Determine the curves along the vector field Consider the vector field  $\vec{v} = x \vec\imath + y \vec\jmath$ for $0\le{x}\le{\infty}$ and $0\le{y}\le{\infty}$.
Determine the parametric equations for the curves along which $\vec{v}$ has constant magnitude and for the curves along which $\vec{v}$ has constant direction.
I know how to draw the vector field, and I have already done so for a few points. I am confused on how you would use this vector field to get the parametric equations for curves along the constant magnitude and constant direction. What does it mean to say "along the constant magnitude" and "along the constant direction"? I appreciate any answer I can get. 
 A: Hints: 1) What is the magnitude of $\vec{v}$ at any point $(x,y)$? Once you compute that, it should be clearer what it means for $\vec{v}$ to have constant magnitude. 2) What is the slope of $\vec{v}$ at some point $(x,y)$? Can you use that to attack the second question?

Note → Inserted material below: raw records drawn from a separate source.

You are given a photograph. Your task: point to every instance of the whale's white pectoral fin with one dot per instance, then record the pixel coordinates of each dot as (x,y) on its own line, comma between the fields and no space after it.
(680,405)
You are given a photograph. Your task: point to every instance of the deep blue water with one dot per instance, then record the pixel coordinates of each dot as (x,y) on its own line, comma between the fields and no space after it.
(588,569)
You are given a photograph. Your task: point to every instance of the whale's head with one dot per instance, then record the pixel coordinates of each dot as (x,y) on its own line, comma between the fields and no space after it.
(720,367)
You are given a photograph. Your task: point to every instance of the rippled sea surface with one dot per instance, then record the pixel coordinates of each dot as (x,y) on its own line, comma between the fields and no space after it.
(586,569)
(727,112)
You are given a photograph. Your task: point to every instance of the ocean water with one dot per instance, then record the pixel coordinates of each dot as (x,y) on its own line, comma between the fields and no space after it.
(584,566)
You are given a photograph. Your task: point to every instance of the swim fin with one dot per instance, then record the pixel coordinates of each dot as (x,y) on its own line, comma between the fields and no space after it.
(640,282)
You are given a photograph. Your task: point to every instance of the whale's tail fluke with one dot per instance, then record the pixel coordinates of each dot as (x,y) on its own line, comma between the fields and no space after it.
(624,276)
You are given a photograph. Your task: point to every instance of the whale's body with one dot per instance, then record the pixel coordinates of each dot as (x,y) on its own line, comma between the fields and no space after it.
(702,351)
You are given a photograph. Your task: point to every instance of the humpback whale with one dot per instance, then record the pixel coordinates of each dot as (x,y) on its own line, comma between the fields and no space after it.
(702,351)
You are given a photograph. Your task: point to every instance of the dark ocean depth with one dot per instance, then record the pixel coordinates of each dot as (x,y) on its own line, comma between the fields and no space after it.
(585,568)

A: a) The magnitude of the field is $\sqrt{x^2+y^2}$. When it is constant, we have 
$$
\sqrt{x^2+y^2} = k
$$
for some constant $k$. In other words, the curves for which the magnitude is constant are circles. Can you find parametric equations of such circles?
b) The curves of the vector field are such that the vectors are tangent to the curves, therefore, they satisfy
\begin{cases}
dx = k\cdot  x \\
dy = k \cdot y
\end{cases}
where $k$ is constant. It follows that for $x,y >0$:
$$k = \frac{dx}{x} = \frac{dy}{y} \quad \Rightarrow \quad \ln x = \ln y+ C \quad \Rightarrow \quad \ln \frac{x}{y} = C \quad \Rightarrow \quad \frac{x}{y} = e^C$$
We have thus shown that the curves are of the form
$$
y= A x
$$
where $A=e^{-C}$ is a positive constant. This is a linear equation, which shows that all curves have constant slope (or direction).